Although low-dose methotrexate (MTX) has been used widely in treatment of a variety of dermatological diseases, including multifocal primary cutaneous anaplastic large cell lymphoma (PCALCL), it has not been established for use in the treatment guidelines for solitary or localized PCALCL. Furthermore, there has been no report of long-term follow-up data in Asian patients with PCALCL treated with low-dose MTX. To investigate the effectiveness and clinical outcome of treatment with low-dose MTX, clinical and long-term follow-up data of 7 patients with solitary or localized PCALCL were analysed retrospectively. Of the 7 patients, 6 (85.7%) showed a complete response and 1 (14.3%) showed partial remission. During follow-up, mean duration of 92.1 months, 5 patients developed one or more cutaneous relapses. At the last follow-up, all of the patients with PCALCL were alive without disease.

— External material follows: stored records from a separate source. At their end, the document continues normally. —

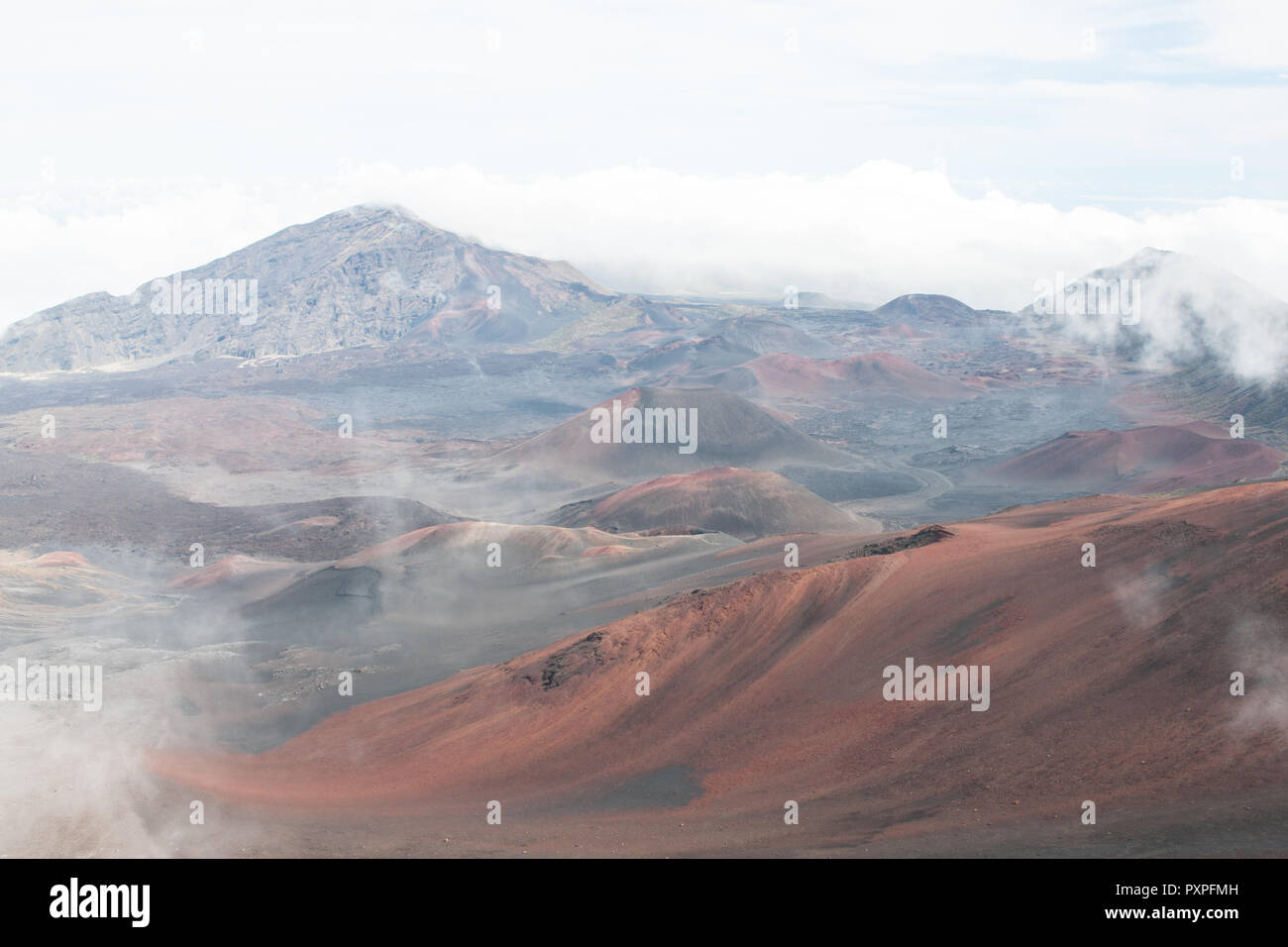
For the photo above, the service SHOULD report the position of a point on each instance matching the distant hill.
(922, 309)
(747, 504)
(730, 432)
(369, 274)
(1140, 460)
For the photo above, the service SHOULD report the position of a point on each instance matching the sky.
(862, 150)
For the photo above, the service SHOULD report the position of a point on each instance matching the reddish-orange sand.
(1108, 684)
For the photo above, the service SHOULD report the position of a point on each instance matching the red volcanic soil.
(1141, 460)
(746, 504)
(62, 558)
(786, 375)
(1107, 684)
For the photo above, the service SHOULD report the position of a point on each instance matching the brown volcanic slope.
(879, 372)
(1108, 684)
(1141, 460)
(747, 504)
(730, 432)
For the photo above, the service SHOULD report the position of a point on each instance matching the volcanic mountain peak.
(362, 275)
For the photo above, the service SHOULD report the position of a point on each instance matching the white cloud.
(876, 232)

These results indicate that low-dose MTX is a highly effective and safe treatment for solitary or localized PCALCL as well as multiple relapsed lesions.

Significance

Primary cutaneous CD30+ lymphoproliferative disorders are the second most common cutaneous T-cell lymphoma. In the case of solitary or localized primary cutaneous anaplastic large cell lymphoma (PCALCL), surgical excision or radiotherapy are the first-line treatments. However, those options can lead to significant functional or cosmetic morbidities. Low-dose methotrexate has not been established in treatment for solitary or localized PCALCL. Furthermore, even in multifocal PCALCL, low-dose methotrexate has been proposed as first-line therapy based on only a limited number of studies. There has been no report of long-term follow-up data focused specifically on Asian patients with PCALCL treated with low-dose methotrexate. This study suggests that low-dose MTX treatment should be established as an effective alternative in the treatment guidelines for solitary or localized PCALCL, in which surgical excision and/or radiotherapy is not feasible.